Similarly, gamification makes building savings balances more engaging by integrating game-like elements within a financial product or app. In some organizations, the tracking of savings progress allows savers to earn badges or “level up” as they progress toward their savings goals. Other programs make financial education fun and engaging. According to the Financial Health Network, “As mobile games proliferate, gamified financial apps will strive to create a comparable experience that is fun, engaging, and effective.”

Finally, the creation of separate savings funds resemble the goal-based money envelopes used by consumers in the past, labeling each ‘savings bucket’ as a reminder of the individual goals being pursued. Often, this form of designated saving account results in higher savings levels than a traditional ‘pooled’ savings account. At some banks, customers can open multiple accounts.
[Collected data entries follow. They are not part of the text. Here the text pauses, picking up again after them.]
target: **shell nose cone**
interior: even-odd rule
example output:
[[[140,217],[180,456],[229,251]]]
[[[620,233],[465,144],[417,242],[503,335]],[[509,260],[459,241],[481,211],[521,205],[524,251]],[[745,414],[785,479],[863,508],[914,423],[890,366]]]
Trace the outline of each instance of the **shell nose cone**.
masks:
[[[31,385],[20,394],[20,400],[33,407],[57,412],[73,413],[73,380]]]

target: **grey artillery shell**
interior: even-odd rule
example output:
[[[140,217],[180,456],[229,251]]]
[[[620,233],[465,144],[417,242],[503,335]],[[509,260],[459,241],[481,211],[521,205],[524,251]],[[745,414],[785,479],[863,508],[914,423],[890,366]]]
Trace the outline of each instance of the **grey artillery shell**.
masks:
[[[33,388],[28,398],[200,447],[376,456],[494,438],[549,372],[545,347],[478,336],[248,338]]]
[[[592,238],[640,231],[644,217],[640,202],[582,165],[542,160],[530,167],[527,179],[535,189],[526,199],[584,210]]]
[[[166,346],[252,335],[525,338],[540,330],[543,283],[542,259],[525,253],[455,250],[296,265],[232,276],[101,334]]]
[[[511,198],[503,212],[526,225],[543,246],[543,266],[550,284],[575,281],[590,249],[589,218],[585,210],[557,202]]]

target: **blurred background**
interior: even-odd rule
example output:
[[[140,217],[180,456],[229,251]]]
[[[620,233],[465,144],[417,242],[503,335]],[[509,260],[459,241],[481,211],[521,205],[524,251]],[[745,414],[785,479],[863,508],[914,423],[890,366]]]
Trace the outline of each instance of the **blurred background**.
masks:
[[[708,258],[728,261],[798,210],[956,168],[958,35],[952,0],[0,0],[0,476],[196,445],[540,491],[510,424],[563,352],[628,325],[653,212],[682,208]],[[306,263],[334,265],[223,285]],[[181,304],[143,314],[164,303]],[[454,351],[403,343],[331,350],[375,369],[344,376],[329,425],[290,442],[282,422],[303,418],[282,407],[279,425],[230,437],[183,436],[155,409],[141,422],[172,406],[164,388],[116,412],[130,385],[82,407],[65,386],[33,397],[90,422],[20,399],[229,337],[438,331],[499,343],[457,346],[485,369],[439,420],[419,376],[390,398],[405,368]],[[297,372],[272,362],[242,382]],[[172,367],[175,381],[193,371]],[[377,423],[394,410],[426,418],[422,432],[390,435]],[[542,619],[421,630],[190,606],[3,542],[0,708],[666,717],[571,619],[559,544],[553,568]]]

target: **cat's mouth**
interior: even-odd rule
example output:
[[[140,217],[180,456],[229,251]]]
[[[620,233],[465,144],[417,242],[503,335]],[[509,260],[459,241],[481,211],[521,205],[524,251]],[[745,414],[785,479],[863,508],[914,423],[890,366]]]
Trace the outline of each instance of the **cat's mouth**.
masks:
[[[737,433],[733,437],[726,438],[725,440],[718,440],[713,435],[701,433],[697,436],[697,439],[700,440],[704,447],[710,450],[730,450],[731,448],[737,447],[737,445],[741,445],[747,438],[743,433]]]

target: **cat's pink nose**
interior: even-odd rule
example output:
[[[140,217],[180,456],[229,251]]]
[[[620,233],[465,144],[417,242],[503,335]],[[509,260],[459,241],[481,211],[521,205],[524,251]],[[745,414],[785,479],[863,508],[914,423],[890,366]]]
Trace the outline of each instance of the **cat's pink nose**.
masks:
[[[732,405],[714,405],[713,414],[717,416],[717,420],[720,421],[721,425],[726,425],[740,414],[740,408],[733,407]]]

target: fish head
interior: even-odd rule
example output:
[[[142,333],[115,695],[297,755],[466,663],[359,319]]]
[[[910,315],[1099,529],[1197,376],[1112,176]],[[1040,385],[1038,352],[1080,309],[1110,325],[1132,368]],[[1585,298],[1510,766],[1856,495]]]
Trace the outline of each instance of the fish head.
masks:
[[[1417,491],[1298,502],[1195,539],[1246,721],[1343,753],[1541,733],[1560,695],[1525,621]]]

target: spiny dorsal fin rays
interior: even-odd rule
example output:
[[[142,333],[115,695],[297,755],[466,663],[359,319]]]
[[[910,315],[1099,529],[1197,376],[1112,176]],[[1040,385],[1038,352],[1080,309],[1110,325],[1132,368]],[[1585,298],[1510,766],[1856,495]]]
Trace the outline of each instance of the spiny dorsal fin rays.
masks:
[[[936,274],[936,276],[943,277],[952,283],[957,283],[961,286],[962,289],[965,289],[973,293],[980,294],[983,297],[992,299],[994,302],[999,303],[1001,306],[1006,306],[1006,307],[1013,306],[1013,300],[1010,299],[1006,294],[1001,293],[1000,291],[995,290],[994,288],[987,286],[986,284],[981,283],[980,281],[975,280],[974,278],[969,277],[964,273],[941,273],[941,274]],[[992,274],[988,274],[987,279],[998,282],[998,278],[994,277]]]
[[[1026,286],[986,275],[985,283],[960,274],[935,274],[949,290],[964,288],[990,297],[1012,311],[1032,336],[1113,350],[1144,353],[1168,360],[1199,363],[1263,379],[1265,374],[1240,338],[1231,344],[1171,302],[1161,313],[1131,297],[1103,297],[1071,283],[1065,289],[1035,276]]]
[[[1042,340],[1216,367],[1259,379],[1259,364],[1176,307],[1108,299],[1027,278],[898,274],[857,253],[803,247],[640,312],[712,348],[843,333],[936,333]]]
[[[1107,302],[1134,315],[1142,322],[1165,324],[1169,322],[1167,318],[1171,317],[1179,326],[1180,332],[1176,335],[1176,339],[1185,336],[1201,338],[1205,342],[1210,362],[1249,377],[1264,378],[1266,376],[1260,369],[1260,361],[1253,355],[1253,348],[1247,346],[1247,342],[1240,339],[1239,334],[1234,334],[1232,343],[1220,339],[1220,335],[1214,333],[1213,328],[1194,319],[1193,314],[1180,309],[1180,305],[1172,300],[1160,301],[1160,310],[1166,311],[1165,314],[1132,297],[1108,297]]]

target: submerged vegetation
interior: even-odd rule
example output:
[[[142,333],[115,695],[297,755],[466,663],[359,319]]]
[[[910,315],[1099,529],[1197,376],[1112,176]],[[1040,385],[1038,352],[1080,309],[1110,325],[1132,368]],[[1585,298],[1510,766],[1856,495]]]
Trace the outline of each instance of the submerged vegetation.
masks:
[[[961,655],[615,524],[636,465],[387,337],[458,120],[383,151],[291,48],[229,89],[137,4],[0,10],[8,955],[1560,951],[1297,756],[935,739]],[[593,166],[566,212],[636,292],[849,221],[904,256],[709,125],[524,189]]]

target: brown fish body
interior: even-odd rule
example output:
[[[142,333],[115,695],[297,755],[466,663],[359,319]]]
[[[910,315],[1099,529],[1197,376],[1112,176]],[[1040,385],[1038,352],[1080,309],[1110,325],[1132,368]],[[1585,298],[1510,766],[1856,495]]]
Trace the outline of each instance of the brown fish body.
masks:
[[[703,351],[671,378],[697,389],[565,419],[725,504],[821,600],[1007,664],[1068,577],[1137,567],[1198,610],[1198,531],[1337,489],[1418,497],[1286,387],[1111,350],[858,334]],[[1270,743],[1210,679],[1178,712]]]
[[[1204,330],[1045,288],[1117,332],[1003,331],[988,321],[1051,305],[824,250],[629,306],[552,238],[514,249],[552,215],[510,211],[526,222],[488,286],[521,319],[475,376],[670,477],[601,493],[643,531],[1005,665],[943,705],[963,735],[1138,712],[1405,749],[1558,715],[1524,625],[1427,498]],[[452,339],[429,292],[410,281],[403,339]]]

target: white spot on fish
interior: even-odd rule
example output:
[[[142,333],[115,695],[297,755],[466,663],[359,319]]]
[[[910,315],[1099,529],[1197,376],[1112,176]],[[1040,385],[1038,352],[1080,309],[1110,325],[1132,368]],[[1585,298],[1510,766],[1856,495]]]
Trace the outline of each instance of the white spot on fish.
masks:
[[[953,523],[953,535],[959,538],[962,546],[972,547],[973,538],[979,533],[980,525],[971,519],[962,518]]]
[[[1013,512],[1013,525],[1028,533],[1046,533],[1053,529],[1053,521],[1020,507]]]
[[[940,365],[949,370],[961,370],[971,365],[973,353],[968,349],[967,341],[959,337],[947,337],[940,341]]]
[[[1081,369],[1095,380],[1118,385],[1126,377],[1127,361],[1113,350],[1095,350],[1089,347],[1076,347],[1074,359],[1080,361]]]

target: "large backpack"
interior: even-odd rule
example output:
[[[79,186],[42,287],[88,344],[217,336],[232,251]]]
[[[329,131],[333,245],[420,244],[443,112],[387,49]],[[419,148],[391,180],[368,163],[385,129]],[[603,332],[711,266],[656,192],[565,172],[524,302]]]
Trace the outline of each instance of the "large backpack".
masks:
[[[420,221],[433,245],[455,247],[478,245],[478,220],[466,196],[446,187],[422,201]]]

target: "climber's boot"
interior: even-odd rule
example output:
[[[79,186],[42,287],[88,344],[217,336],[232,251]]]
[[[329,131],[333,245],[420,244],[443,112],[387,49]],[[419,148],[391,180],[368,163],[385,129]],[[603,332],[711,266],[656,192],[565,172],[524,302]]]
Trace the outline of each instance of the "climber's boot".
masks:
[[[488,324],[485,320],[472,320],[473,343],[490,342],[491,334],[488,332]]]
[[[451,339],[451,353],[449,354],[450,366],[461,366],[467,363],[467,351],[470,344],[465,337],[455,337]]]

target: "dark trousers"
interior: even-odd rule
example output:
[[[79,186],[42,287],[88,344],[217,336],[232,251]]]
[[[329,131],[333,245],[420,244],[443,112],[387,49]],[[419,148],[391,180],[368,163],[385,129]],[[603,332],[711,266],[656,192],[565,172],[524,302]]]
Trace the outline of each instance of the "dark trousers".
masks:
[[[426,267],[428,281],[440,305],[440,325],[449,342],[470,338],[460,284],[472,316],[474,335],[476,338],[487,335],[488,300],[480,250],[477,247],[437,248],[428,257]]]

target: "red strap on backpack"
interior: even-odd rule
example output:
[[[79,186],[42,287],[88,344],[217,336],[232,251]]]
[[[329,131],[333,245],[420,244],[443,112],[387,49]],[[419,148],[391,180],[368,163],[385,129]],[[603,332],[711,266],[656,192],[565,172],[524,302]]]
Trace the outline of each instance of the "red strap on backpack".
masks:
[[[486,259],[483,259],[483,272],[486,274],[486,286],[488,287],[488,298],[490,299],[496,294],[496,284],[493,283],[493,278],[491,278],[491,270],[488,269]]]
Ally Bank provides the option to create multiple savings buckets within a single savings account. Qapital, Douugh, Starling’s Goals, N26’s Spaces, and Revolut’s Vaults also enable users to save towards multiple purposes.

Digit found that users with multiple savings goals average $114 more in savings deposits over the first five months than those who have one goal.

Why It Matters

Consumers have a strong desire to improve their financial health with better tools for saving, credit management, and general budgeting. The challenge is that these tools must be easy to use and go beyond traditional static offerings. Consumers want digital tools that will anticipate their needs and automatically assist them in reaching their financial objectives on a personalized, real-time basis.

According to the Financial Health Network, “Intelligent savings algorithms and real-time balance and transaction data can reduce effort for users that want to save.” This will make the savings process easier for the consumer, increasing the rate of savings and differentiating the innovative offering in the marketplace.